Testing the results on distantly located mutations to cancel the effect of LD
Linkage disequilibrium (LD) usually causes the non-independent frequency spectrum of neighboring mutations. It is necessary to cancel the effect of LD. The LD blocks could be of different size, and therefore it is difficult to split the groups of mutations by a certain distance.
We first looked at the distance between adjacent mutations. Different types of mutations were checked separately. For the tAI-up, tAI-down, synonymous, nonsynonymous, and nonsense mutations, it is obvious that nonsense mutations have the greatest distance with each other since each gene has one nonsense mutations at most within an individual (Fig. 3a). The synonymous and nonsynonymous mutations have a median distance less than 100 bp. For the isoaccepting and non-isoaccepting mutations in different context, we found that the non-isoaccepting mutations in isoaccepting context have the greatest distance with each other (Fig. 3b), presumably due to the limited number of this kind of mutations.
Next, we should compare the patterns observed in Figs. 1 and 2 by controlling for distance.

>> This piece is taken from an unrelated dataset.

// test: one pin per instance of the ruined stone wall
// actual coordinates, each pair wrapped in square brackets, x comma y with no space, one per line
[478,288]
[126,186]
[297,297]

However, different types of mutations have very different distributions in the genome, making it difficult to exert a certain cutoff to control for distance. Therefore, we regarded each gene as a unit and select one mutation per gene. We believe that this option would significantly reduce the effect of LD. For each type of mutation, the one at the most 5′ end of each gene was selected. The average distance between the “mutations per gene” was 91.0 Kb (the 5% and 95% quantile was 3.4 Kb ~ 156.2 Kb). Under such a great distance, the LD should vanish rapidly. We found that the patterns observed for tAI (Fig. 3c) and isoaccepting context (Fig. 3d) still existed after control for distance. Therefore, our conclusion is robust.